Overview of benchmark preparation steps:
graph TD
AA[Setup GCP resources] --> A[Generate CSV files]
A --> B[Upload CSV files to GCS]
B --> C[Load CSV files into BigQuery tables]
C --> D[Flatten BigQuery tables]
D --> E[Export flattened table to GCS as Parquet]
E --> F[Ingest Parquet files to Druid]
Use direnv
and .envrc
file to store sensitive data:
export GCP_PROJECT=
export GCP_PROJECT_ZONE=
export GCP_PROJECT_SUBNET=
export GCP_QUERY_PROJECT=
export GCP_BUCKET=
export GCP_VM=
export GCP_DATASET=
export GCP_DRUID_SA=
export GCP_DRUID_HMAC_KEY=
export GCP_DRUID_HMAC_SECRET=
export DRUID_ROUTER_URL=
export DRUID_BROKER_URL
export DRUID_USER=
export DRUID_PASSWORD=
export DRUID_INPUT=
export DRUID_DATASOURCE=
Create GCS bucket:
gcloud storage buckets create $GCP_BUCKET \
--location=europe-west1 --default-storage-class=STANDARD --uniform-bucket-level-access
Add permissions to the bucket for Druid ingestion service account:
gcloud storage buckets add-iam-policy-binding $GCP_BUCKET \
--member=$GCP_DRUID_SA --role=roles/storage.objectViewer
Create BigQuery dataset:
bq mk --data_location=EU $GCP_DATASET
To speed-up data loading to GCS create VM in the same region as the GCS bucket:
gcloud compute instances create $GCP_VM \
--zone=$GCP_PROJECT_ZONE \
--machine-type=n4-standard-2 \
--boot-disk-size=500GB \
--no-address \
--subnet=$GCP_PROJECT_SUBNET
Or start instance if exists:
gcloud compute instances start $GCP_VM --zone=$GCP_PROJECT_ZONE
Check if you can connect to the VM:
gcloud compute ssh $GCP_VM --zone=$GCP_PROJECT_ZONE --internal-ip
Login into VM and install dependencies:
sudo apt-get update
sudo apt install build-essential git
Checkout the repository with data generator:
git clone https://github.com/electrum/ssb-dbgen.git
cd ssb-dbgen
Apply the patch to generate dates in YYYY-MM-DD format:
echo "
diff --git a/dss.h b/dss.h
index 8f78d89..dcbb750 100644
--- a/dss.h
+++ b/dss.h
@@ -517,7 +517,7 @@ int dbg_print(int dt, FILE *tgt, void *data, int len, int eol);
#ifdef SSBM
#define PR_DATE(tgt, yr, mn, dy) \
- sprintf(tgt, "19%02d%02d%02d", yr, mn, dy)

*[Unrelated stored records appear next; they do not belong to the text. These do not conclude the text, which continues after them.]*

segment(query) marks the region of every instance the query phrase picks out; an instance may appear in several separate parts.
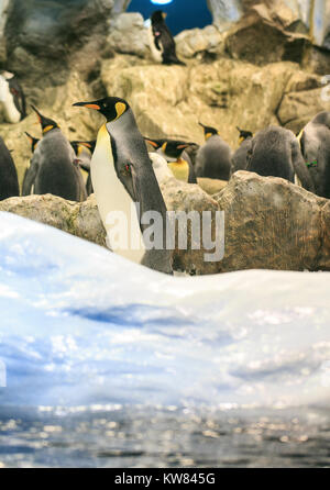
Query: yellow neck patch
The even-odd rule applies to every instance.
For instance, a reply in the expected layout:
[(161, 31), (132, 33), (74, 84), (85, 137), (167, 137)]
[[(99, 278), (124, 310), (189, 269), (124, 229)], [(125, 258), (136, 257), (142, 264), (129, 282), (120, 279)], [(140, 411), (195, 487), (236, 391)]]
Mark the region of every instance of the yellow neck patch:
[(55, 126), (53, 124), (50, 124), (48, 126), (43, 129), (43, 134), (48, 133), (48, 131), (53, 130)]
[(189, 165), (186, 160), (179, 158), (177, 162), (169, 162), (167, 165), (177, 180), (183, 180), (184, 182), (188, 182)]
[(116, 112), (117, 112), (117, 118), (114, 119), (114, 121), (117, 119), (119, 119), (127, 110), (127, 104), (123, 102), (117, 102), (117, 104), (114, 105), (116, 108)]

+ sprintf(tgt, "19%02d-%02d-%02d", yr, mn, dy)
#else
#ifdef MDY_DATE
#define PR_DATE(tgt, yr, mn, dy) \
" | git apply
Compile the generator:
cd ssb-dbgen
make
For the initial tests generate ~1GB of data.
./dbgen -f -s 1 -T a
Check how many records are in the generated file wc -l *.tbl
:
30000 customer.tbl # 30k
6001171 lineorder.tbl # 6mln
200000 part.tbl # 200k
2000 supplier.tbl # 2k
6235727 total
It gives ~6mln records, enough to test the queries, but not for benchmarking.
For more realistic benchmarks generate ~30GB of data. NOTE: Do it separately for each table, as the generator can crash.
./dbgen -f -s 30 -T l
./dbgen -f -s 30 -T c
./dbgen -f -s 30 -T p
./dbgen -f -s 30 -T s
Check the results wc -l *.tbl
:
900000 customer.tbl # 900k
179998372 lineorder.tbl # 180mln
1000000 part.tbl # 1mln
60000 supplier.tbl # 60k
181958372 total
Scenario for ~300GB of data:
./dbgen -f -s 300 -T l
./dbgen -f -s 300 -T c
./dbgen -f -s 300 -T p
./dbgen -f -s 300 -T s
Check the results ls -lh *.tbl
(wc
is too slow:
831M customer.tbl
186G lineorder.tbl
149M part.tbl
50M supplier.tbl
Authenticate using your GCP account:
gcloud auth login
With 200MiB/s network speed it takes ~90 seconds to upload 17.5GiB and ~15 minutes to upload 187GiB.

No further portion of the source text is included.